Affect clinical practice
Bloodstream infections (BSI); are infectious diseases define by the presence of viable bacterial ; or fungal microorganisms in the bloodstream (later demonstrated by the positivity of one or more blood cultures) ; that elicit or have elicit an inflammatory response characterize by the alteration of clinical; laboratory and hemodynamic parameters.
In this sense; the definitions of BSI and that of sepsis are 2 sides of the same phenomenon, since sepsis is an infectious syndrome trigger by an infectious disease; while BSI is a sepsis trigger by viable microorganisms circulating in the bloodstream. Of course; BSI can be precede; follow or be concomitant to a localize infectious disease, like endocarditis, pneumonia, UTI, meningitis and others.
Triggered by viable microorganisms
The interest in focalizing on BSI, instead of infection in general, is in the diagnostic certainty inherent a positive blood culture; although contamination is possible. In 2018, the T2Bacteria Panel was cleared by the FDA to identify sepsis-causing bacteria directly from whole blood without the wait for blood culture; which currently takes 1 to 5 or more days and is the current standard of care for diagnosing bloodstream infections.
The T2Bacteria Panel can deliver results in 3 to 5 hours for the most common ESKAPE bacteria; or Enterococcus faecium; Staphylococcus aureus, Klebsiella pneumoniae, Pseudomonas aeruginosa and Escherichia coli. Researchers from the University of Pittsburgh School of Medicine studied 1,427 patients at 11 U.S. hospitals for whom blood cultures were ordered to assess performance of the T2Bacteria Panel in diagnosing suspected bloodstream infections.
Common ESKAPE bacteria
The researchers compared blood culture results to those obtained using the T2Bacteria Panel. The T2Bacteria Panel accurately identified or excluded bloodstream infections caused by five common ESKAPE pathogens in about 4 to 8 hours versus about 24 to 72 hours and 5 days, respectively, for blood cultures.

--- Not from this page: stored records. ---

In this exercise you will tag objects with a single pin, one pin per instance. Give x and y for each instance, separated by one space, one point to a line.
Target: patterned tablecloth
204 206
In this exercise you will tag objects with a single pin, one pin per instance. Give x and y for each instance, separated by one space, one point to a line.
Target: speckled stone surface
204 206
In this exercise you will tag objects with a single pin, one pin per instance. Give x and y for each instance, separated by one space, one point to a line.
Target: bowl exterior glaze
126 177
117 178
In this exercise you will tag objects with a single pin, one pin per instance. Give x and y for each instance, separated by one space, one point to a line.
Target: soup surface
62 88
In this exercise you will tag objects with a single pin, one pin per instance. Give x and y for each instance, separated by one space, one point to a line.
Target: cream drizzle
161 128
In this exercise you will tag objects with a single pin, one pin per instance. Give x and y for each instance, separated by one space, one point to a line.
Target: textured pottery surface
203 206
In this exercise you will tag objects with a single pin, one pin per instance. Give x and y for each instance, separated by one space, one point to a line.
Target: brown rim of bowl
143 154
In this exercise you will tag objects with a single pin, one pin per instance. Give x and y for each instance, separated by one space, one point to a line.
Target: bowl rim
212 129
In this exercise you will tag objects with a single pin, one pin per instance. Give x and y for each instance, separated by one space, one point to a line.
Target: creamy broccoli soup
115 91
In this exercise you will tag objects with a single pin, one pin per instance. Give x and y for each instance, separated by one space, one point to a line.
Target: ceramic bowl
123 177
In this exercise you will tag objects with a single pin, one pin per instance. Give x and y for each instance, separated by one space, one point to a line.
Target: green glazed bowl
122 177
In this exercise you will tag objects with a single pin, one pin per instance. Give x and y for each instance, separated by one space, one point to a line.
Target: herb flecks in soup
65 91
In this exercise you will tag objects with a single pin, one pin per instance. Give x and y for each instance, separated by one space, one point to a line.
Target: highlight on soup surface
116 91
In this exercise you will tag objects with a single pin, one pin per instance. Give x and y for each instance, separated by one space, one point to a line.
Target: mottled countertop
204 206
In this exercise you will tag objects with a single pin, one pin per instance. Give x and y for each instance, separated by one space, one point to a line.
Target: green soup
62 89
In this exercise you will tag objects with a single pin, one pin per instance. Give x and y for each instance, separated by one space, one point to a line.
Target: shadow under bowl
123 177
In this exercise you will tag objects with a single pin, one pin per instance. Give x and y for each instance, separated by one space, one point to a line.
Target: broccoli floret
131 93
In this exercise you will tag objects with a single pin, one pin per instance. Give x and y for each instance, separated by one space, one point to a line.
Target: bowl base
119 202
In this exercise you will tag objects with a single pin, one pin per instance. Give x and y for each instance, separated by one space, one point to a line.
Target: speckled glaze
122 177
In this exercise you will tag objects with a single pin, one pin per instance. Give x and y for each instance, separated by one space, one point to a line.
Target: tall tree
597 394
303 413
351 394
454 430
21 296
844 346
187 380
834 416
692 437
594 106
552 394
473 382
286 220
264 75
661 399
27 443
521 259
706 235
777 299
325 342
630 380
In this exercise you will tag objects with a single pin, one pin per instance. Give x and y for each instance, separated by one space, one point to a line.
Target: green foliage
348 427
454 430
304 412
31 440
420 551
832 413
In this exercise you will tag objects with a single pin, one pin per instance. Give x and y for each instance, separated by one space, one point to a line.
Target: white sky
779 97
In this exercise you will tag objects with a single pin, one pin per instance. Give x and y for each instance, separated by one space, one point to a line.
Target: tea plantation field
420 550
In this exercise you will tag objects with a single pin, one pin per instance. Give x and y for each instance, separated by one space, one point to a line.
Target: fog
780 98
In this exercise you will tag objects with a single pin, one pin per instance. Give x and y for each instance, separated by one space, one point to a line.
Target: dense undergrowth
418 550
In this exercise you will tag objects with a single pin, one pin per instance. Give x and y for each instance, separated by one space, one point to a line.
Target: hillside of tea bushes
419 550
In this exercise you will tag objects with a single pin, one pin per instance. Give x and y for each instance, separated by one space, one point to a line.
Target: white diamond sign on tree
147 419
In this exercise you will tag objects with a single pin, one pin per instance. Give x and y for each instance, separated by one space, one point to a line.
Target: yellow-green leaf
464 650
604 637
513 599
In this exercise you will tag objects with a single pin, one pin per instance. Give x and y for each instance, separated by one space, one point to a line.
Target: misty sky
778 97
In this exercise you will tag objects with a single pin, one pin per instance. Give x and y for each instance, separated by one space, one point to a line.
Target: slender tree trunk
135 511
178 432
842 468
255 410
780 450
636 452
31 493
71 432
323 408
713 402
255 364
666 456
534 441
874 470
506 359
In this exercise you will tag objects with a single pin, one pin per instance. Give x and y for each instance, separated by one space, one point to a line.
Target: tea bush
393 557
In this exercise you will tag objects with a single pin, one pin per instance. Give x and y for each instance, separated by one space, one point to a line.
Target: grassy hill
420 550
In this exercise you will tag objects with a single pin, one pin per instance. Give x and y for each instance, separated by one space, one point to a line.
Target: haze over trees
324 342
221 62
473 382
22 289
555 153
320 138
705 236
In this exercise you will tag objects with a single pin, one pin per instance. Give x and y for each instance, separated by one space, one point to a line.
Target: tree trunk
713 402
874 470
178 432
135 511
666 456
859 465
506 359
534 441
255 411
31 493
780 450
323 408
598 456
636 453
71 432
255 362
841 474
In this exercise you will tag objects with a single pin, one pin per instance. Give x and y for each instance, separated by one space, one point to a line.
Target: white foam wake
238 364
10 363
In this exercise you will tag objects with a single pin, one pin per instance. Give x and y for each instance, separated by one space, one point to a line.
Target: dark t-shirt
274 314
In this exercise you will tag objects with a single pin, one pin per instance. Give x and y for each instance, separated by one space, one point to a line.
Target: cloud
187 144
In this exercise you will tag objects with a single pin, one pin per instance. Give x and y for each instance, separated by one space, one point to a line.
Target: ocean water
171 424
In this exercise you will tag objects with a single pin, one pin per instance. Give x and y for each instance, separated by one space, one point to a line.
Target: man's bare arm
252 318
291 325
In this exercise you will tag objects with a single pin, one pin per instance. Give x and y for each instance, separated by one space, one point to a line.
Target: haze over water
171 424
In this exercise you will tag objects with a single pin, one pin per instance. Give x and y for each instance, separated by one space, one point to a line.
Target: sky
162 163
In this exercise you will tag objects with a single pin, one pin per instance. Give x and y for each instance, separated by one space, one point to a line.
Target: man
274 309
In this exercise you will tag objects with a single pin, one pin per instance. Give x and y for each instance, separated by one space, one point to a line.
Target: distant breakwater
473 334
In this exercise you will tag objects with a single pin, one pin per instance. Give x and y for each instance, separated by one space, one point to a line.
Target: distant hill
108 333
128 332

According to the researchers, these findings suggest that using the T2Bacteria Panel could shorten the time to appropriate antibiotic treatment in patients, which has the potential to improve clinical outcomes. The authors of an accompanying editorial from Atrium Health Carolinas Medical Center caution that the clinical benefit of the T2Bacteria Panel is still uncertain.
Outcomes studies are needed to determine if use of the T2Bacteria Panel can lead to better outcomes, such as significantly shorter time to appropriate therapy. Other factors, such potential overuse of antibiotics, cost, and laboratory time must also be considered.